With the amount I talk about feelings and the importance of “using your heart” or “paying attention to your gut” I tend not to think about the bodily language we use to describe feelings. But feelings are just that, physical feelings occurring somewhere in our bodies. When I was doing CPE, my supervisor often asked me, if I expressed a feeling, to point out on my body where the feeling was. Let’s explore two such places: the heart and the gut.
When discussing feelings or the depth of a person we say things like, “Do it with all your heart” or “Speak from the heart.” The word heart is related to the Latin word cor. The heart is the centre, the core (“Let’s get to the heart of the matter.”). Oftentimes the heart and the soul are interchangeable. When I look into my heart or see into yours I am looking into the depths of the soul. This is no surprise given that blood is life-giving and the heart is what sends it throughout the body. Many religious traditions see blood in special ways. In the Jewish tradition blood is seen as the substance that contains the life of an animal, which is why Jews cannot consume animal blood. In the Catholic/Christian tradition it is believed that the wine at Mass becomes the Blood of Jesus Christ. The Sacred Heart of Jesus is a popular devotion as Christians see the physical heart of Jesus as a sacred life-giving centre from which his love comes. Among some German tribes blood was used in ritual and sprinkled on objects. The Old English word for this sprinkling, blóedsian, was adopted by the Catholic Church and became bless or blessing.
So the heart is the life-centre of us. We see it as the source of our love (“I love you with all my heart.” “I ♥ you.”). When we feel emotions it can sometimes feel like it comes from the heart. The heart is seen as our true selves (“He’s kind at heart.”). We pour our hearts out when we allow that inner true self to be revealed. We do something with all our heart when we do it fully, with our whole selves, intentionally. When we take something to heart we take it very seriously; one could imagine storing it in our depths into our core. What about your heart of hearts? That’s like speaking about the soul of your soul, deep deep within.

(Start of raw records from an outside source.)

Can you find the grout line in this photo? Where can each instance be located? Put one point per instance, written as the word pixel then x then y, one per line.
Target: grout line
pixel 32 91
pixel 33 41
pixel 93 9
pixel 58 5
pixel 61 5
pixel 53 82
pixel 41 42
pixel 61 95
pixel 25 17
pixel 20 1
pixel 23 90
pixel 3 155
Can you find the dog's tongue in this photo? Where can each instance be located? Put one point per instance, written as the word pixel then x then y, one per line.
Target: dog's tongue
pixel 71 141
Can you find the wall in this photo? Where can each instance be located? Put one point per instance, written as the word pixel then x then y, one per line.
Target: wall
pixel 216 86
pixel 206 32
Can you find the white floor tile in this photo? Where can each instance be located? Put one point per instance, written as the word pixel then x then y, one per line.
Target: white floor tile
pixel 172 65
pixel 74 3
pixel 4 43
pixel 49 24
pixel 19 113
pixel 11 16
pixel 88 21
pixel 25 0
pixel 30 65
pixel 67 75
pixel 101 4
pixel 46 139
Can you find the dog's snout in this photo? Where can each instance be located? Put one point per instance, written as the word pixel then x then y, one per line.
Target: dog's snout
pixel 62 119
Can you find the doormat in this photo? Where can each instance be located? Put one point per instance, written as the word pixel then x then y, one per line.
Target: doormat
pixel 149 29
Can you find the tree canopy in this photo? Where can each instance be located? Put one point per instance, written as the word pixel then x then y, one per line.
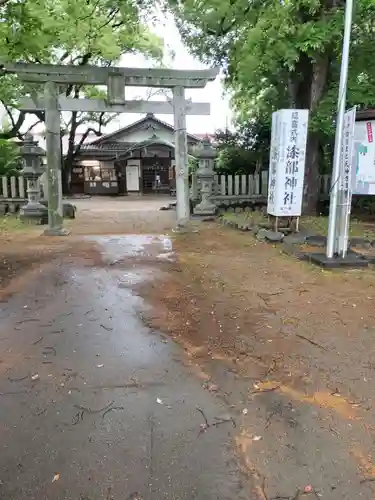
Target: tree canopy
pixel 284 53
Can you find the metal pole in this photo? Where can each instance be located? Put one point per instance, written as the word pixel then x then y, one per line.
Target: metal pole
pixel 181 156
pixel 334 198
pixel 55 211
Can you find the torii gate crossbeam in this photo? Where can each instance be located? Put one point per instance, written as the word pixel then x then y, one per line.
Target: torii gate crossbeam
pixel 115 78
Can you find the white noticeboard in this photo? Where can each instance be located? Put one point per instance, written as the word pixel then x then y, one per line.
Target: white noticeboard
pixel 287 162
pixel 364 158
pixel 346 153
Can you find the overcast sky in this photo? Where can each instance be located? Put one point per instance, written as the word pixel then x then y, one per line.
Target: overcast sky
pixel 213 93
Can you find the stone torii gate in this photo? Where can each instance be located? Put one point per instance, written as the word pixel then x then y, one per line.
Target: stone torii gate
pixel 115 79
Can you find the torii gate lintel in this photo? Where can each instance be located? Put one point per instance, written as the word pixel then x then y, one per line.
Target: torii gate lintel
pixel 116 79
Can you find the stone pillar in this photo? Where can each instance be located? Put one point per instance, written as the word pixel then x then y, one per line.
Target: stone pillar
pixel 55 207
pixel 194 186
pixel 33 168
pixel 181 155
pixel 206 155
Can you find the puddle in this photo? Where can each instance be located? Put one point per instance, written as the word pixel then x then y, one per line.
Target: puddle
pixel 116 248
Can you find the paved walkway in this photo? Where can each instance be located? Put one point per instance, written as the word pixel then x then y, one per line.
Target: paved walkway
pixel 93 404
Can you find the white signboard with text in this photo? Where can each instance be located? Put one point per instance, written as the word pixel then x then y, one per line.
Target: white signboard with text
pixel 287 162
pixel 364 158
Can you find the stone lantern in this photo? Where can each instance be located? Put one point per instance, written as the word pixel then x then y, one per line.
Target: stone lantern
pixel 33 168
pixel 206 155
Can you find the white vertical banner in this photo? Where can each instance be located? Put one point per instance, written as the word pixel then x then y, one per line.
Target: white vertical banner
pixel 287 162
pixel 347 154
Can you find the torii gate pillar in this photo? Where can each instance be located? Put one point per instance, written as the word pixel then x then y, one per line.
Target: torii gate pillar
pixel 181 157
pixel 54 156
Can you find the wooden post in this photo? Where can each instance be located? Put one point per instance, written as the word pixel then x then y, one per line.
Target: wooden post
pixel 55 213
pixel 182 175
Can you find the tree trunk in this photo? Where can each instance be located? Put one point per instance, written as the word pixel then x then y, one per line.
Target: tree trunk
pixel 306 88
pixel 312 180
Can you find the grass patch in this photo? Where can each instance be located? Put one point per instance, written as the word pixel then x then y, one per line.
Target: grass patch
pixel 11 223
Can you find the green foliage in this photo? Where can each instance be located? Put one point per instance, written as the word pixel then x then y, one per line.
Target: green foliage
pixel 9 158
pixel 74 32
pixel 245 150
pixel 286 53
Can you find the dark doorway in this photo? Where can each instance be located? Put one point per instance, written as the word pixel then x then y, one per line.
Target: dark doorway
pixel 155 175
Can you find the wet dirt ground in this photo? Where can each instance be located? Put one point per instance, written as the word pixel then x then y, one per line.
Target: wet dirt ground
pixel 115 350
pixel 95 405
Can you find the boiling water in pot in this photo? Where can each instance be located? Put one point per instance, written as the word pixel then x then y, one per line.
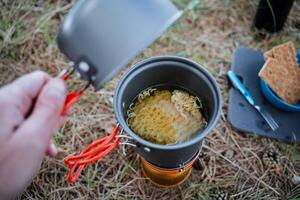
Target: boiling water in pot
pixel 166 116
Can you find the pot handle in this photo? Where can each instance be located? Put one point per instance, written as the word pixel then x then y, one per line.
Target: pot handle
pixel 72 97
pixel 92 153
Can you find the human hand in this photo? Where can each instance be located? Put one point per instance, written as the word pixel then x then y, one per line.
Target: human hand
pixel 30 114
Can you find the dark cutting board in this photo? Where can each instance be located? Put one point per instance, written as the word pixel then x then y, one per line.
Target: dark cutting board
pixel 246 63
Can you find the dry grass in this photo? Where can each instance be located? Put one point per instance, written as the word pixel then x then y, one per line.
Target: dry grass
pixel 208 34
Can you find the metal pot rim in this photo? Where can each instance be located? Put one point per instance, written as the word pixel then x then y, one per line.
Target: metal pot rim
pixel 200 136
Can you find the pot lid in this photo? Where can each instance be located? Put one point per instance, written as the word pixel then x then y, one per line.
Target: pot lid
pixel 102 36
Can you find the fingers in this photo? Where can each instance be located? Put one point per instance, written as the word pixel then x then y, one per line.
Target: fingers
pixel 52 150
pixel 22 91
pixel 16 100
pixel 46 116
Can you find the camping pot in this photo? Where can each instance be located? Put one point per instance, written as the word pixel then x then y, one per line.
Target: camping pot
pixel 171 72
pixel 100 37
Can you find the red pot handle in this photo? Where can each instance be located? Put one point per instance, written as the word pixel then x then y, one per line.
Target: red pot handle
pixel 72 97
pixel 92 153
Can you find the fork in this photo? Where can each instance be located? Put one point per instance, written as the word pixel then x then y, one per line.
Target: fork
pixel 263 112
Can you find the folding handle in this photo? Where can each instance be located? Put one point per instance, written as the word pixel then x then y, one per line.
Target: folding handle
pixel 92 153
pixel 72 97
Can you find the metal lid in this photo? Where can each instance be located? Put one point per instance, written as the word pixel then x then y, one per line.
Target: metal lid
pixel 107 35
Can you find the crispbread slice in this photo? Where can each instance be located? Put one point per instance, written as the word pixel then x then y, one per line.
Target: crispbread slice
pixel 283 80
pixel 284 53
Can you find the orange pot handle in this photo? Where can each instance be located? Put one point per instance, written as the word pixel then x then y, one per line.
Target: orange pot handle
pixel 92 153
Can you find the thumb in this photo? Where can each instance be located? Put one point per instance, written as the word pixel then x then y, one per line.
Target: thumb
pixel 45 118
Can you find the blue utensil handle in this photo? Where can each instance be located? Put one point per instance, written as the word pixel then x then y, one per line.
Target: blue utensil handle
pixel 240 86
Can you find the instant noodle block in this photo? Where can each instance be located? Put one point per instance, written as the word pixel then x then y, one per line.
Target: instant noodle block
pixel 165 116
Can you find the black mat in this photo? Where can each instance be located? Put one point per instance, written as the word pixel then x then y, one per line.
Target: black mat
pixel 246 63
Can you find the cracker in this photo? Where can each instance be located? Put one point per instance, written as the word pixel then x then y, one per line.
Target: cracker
pixel 284 80
pixel 284 53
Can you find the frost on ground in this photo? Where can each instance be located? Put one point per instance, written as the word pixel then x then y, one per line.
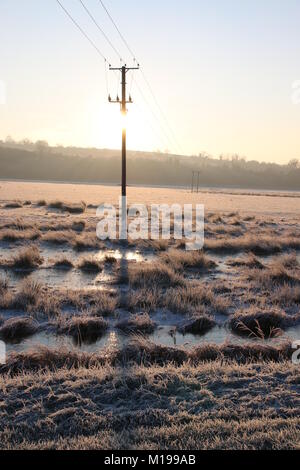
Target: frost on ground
pixel 59 283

It literally means your intestines: bowels, entrails. When one asks you what your gut says, they’re asking you for your instinctive reaction. This is quite different from the heart which seems more discerning and less bodily. The gut is the raw innards. There’s no holding back the truth that comes from the gut, almost as if we’re not in control of what it has to say. The reasoning mind doesn’t get in the way and the discerning heart doesn’t either. Saint Ignatius might tell you to pay attention to your gut feelings and those immediate reactions that come from there. It might reveal some truth that reasoning could never get you to.
The ancients saw the bowel as the seat of human emotion:
“Greek poets, from Aeschylus down, regarded the bowels as the seat of the more violent passions such as anger and love, but by the Hebrews they were seen as the seat of tender affections, especially kindness, benevolence, and compassion.”
Some early English bibles used the word bowels to mean pity or compassion. Later it was retranslated as heart. So the heart and gut have some relation. They’re both internal organs associated with feelings and human depth.
Feelings are physical. When we are “moved” by something those physical feelings manifest in our organs such as our heart or gut. We really feel them. Those organs might actually experience some sort of physical movement. In a sense, we have a bowel movement. (!) Well, that’s probably what the ancients would say.
God has given us not just the gift of our souls but also our physical bodies to be used for God’s glory. And we must be attuned to our body’s feelings and what each organ represents if we want to pay attention to yet another way God communicates with us. After a loved one dies when our heart is in our throat we recognise our love for them and the grieving that must be had. When my gut tenses up and tingles I may be nervous and excited about a love interest. It’s almost as if our heart and our gut have their own personalities. How often do you look down at your heart and gut and ask them what they have to say? It might be important.